Rapid Evolution of AI Voice Cloning in Cybersecurity

TL;DR

AI voice cloning technology has rapidly advanced, allowing realistic voice replicas to be created with minimal audio input. While initially used for benign purposes like content creation, the technology poses significant cybersecurity risks. Malicious actors can exploit voice cloning for real-time impersonation, potentially leading to security breaches by mimicking trusted voices.

To better understand these new threats, NetSPI developed a voice cloner tool that allows us to demonstrate this risk to our customers by using cloned voices in social engineering tests. To meet the challenges voice cloners pose, organizations must implement robust verification processes and conduct employee training to better position their organization against modern threats.

Introduction

The pace of AI development is accelerating – often moving faster than the implementation of necessary safety measures and regulations meant to harness it. This gap can create opportunities for malicious actors to exploit emerging technologies.

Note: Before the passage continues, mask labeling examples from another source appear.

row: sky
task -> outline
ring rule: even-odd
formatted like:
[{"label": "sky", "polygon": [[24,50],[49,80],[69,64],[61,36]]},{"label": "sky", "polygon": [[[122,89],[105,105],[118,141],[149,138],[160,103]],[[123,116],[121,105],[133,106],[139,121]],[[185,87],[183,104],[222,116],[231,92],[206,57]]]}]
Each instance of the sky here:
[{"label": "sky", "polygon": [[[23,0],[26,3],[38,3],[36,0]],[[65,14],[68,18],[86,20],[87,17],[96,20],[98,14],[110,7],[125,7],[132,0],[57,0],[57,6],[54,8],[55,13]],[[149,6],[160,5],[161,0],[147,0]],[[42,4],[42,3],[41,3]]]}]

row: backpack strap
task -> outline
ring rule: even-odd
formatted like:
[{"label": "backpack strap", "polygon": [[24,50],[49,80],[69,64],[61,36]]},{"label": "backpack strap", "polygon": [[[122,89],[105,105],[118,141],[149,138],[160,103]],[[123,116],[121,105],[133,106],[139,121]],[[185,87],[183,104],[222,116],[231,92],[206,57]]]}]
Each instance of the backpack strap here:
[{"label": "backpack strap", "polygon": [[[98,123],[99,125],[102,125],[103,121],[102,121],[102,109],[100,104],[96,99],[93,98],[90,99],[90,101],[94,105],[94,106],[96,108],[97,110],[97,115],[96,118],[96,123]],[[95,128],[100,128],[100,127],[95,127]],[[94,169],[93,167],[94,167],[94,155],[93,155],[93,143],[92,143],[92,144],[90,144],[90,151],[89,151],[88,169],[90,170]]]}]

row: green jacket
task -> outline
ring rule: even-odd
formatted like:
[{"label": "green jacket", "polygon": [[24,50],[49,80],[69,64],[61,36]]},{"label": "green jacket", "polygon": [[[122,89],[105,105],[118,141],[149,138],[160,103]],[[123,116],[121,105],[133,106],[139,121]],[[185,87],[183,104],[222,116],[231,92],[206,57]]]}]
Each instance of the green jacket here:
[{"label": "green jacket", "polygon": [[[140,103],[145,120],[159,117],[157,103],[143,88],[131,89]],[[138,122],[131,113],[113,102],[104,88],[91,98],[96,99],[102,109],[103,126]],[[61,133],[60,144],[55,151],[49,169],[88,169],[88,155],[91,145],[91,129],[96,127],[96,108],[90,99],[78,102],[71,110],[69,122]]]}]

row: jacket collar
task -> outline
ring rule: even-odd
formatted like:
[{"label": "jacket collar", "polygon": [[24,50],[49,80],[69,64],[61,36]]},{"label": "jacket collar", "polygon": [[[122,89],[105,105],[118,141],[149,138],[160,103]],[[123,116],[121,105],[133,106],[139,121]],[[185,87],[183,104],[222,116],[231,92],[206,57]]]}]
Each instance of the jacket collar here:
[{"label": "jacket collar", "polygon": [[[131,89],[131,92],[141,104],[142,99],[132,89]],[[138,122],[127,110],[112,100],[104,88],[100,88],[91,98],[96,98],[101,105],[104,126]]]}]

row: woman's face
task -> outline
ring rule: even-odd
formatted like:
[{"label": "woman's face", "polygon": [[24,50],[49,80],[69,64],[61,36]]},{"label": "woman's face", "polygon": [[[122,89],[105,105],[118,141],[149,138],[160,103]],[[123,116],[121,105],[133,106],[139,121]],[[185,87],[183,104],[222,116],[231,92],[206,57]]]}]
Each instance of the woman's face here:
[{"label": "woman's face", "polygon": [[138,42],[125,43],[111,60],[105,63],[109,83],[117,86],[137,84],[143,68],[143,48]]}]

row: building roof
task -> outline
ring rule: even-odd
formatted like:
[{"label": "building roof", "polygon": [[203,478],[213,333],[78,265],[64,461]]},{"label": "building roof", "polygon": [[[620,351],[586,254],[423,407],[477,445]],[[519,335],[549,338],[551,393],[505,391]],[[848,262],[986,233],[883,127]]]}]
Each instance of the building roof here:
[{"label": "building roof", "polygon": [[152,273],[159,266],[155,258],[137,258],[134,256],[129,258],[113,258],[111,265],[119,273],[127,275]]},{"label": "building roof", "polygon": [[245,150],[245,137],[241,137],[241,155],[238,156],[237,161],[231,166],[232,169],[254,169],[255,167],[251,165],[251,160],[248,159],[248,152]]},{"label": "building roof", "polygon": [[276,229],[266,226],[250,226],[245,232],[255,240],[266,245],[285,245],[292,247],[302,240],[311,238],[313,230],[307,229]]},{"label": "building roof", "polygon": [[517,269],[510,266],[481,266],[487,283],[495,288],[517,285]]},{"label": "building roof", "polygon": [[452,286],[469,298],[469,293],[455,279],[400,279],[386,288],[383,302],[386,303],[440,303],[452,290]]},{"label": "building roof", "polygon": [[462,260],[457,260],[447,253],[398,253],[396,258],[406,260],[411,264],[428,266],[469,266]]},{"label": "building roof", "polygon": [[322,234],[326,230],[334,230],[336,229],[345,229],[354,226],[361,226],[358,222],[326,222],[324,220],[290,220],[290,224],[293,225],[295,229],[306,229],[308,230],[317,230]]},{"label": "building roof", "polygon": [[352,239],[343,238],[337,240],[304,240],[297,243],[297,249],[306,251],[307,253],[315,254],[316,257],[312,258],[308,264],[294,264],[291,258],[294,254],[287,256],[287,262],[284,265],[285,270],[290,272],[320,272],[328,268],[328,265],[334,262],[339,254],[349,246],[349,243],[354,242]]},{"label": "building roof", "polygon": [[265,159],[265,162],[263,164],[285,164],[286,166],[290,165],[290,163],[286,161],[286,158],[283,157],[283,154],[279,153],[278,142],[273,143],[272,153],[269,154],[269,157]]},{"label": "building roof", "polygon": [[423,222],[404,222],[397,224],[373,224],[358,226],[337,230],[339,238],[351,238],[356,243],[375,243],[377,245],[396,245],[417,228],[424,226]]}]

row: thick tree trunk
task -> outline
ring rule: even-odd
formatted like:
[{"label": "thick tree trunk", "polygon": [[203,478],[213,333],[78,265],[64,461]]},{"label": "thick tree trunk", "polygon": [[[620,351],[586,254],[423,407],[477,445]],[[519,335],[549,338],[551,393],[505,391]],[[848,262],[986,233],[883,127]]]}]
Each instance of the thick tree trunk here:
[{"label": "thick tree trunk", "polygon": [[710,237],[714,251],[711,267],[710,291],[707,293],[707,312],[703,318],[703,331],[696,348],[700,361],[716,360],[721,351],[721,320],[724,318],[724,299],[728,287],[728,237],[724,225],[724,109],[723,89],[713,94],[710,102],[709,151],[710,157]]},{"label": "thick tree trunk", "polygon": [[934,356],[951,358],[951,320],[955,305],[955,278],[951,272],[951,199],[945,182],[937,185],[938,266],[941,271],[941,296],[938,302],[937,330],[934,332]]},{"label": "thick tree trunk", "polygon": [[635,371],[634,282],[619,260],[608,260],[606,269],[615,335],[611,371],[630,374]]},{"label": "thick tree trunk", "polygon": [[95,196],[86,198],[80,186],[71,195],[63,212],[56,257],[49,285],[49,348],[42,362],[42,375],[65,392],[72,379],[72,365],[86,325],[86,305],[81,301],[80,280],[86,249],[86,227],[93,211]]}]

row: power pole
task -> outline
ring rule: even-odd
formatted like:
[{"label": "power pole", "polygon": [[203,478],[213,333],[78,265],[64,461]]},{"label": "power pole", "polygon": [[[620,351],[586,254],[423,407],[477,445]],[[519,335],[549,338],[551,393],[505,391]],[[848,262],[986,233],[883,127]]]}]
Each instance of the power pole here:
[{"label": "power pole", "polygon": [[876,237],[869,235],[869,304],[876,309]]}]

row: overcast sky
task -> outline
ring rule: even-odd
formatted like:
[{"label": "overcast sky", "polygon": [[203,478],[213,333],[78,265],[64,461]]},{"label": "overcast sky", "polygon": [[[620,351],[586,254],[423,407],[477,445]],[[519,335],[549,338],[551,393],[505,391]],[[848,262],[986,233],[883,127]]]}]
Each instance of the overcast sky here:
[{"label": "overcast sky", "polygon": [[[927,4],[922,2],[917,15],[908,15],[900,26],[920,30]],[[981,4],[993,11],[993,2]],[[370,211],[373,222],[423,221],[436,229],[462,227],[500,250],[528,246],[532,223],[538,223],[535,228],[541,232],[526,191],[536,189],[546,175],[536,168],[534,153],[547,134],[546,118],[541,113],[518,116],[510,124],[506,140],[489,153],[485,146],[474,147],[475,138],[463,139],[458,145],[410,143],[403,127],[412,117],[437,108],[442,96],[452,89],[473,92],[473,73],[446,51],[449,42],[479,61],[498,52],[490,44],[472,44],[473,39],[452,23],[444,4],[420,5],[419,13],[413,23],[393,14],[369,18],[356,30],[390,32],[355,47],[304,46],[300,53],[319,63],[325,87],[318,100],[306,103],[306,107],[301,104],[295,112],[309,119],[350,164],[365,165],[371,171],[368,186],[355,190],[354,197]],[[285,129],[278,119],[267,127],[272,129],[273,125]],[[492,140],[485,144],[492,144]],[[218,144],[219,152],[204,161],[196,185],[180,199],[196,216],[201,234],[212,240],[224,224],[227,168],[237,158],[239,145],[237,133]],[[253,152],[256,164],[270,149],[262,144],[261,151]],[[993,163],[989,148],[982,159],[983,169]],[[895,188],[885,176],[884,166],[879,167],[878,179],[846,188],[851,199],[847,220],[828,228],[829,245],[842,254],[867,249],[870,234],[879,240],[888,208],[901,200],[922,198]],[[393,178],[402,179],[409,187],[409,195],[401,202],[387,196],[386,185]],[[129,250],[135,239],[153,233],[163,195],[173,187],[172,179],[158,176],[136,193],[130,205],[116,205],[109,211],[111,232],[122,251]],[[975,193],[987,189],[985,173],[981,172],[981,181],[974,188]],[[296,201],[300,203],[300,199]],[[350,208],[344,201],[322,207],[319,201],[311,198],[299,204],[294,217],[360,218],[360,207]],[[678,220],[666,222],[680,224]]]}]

A striking example is the progress in voice cloning. Not long ago, cloning a user’s voice required hours of pristine audio, and the results were often imperfect. Today, companies like ElevenLabs have transformed the landscape by enabling the cloning of any voice using just one or two minutes of audio. These advanced models introduce natural cadence to produce highly realistic voice replicas.

Initially, the primary applications of this technology were benign. They mostly aimed at enhancing content creation and reducing the cost and time associated with voiceover production. However, the potential for malicious use is significant and growing.

Threat Landscape of Real-Time Voice Cloning

Consider the implications of an attacker using this sophisticated voice cloning technology to create a tool for real-time audio impersonation. This goes beyond traditional text-to-speech (TTS) applications, enabling attackers to mimic any voice live during a conversation.

Imagine the potential consequences:

An attacker could impersonate a manager and instruct an employee to perform actions that compromise security.
More alarming is the potential to clone a CEO’s voice from public interviews to announce false information, such as company layoffs, causing internal chaos.
On a broader scale, the ability to impersonate high-profile figures like military officials or political leaders could lead to mass panic or unauthorized access to sensitive information, posing severe national security threats.

Introducing NetSPI’s Advanced Voice Cloning Tool

To better learn what we’re up against, NetSPI developed a cutting-edge tool capable of generating cloned voices in real time. The tool uses short audio samples, which can be sourced publicly or through brief social engineering interactions, to accurately replicate any voice. The cloned voice can be deployed for TTS or real-time voice impersonation, equipping threat actors for a sophisticated vishing attack.

This development builds on NetSPI’s previous work in adversary simulation and deepfake technology, specifically research on using deepfakes to bypass voice biometrics. This earlier work demonstrated how deepfake technology could be leveraged to overcome voice authentication systems, highlighting the potential security risks posed by AI-driven voice manipulation.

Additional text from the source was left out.